Error when downloading full results after join

If you have duplicate columns after a join, you will get an error when trying to download the full results.

Written by manjunath.swamy

Last published at: May 23rd, 2022

Problem

You are working with two tables in a notebook. You perform a join. You can preview the output, but when you try to Download full results you get an error.
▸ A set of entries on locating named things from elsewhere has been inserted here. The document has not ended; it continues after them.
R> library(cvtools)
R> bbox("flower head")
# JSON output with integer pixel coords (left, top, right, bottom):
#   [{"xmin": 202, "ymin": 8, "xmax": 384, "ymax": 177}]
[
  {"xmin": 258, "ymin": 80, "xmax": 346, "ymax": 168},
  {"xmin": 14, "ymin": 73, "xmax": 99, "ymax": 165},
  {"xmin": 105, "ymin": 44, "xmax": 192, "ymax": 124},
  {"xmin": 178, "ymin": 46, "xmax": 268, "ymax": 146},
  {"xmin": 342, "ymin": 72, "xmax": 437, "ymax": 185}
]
Error in SQL statement: AnalysisException: Found duplicate column(s) when inserting into dbfs:/databricks-results/

Reproduce error

  1. Create two tables.
    %python
    
    from pyspark.sql.functions import *
    
    df = spark.range(12000)
    df = df.withColumn("col2",lit("test"))
    df.createOrReplaceTempView("table1")
    
    df1 = spark.range(5)
    df1.createOrReplaceTempView("table2")
  2. Perform left outer join on the tables.
    %sql
    
    select * from table1 t1 left join table2 t2 on t1.id = t2.id
  3. Click Download preview. A CSV file downloads.
  4. Click Download full results. An error is generated.

Cause

  • Download preview works because this is a frontend only operation that runs in the browser. No constraints are checked and only 1000 rows are included in the CSV file.
  • Download full results re-executes the query in Apache Spark and writes the CSV file internally. The error occurs when duplicate columns are found after a join operation.

Solution

Option 1

If you select all the required columns, and avoid duplicate columns after the join operation, you will not get the error and can download the full result.

%sql

select t1.id, t1.col2 from table1 t1 left join table2 t2 on t1.id = t2.id

Option 2

You can use DataFrames to prevent duplicated columns. If there are no duplicated columns after the join operation, you will not get the error and can download the full result.

%python

result_df = df.join(df1, ["id"],"left")
display(result_df)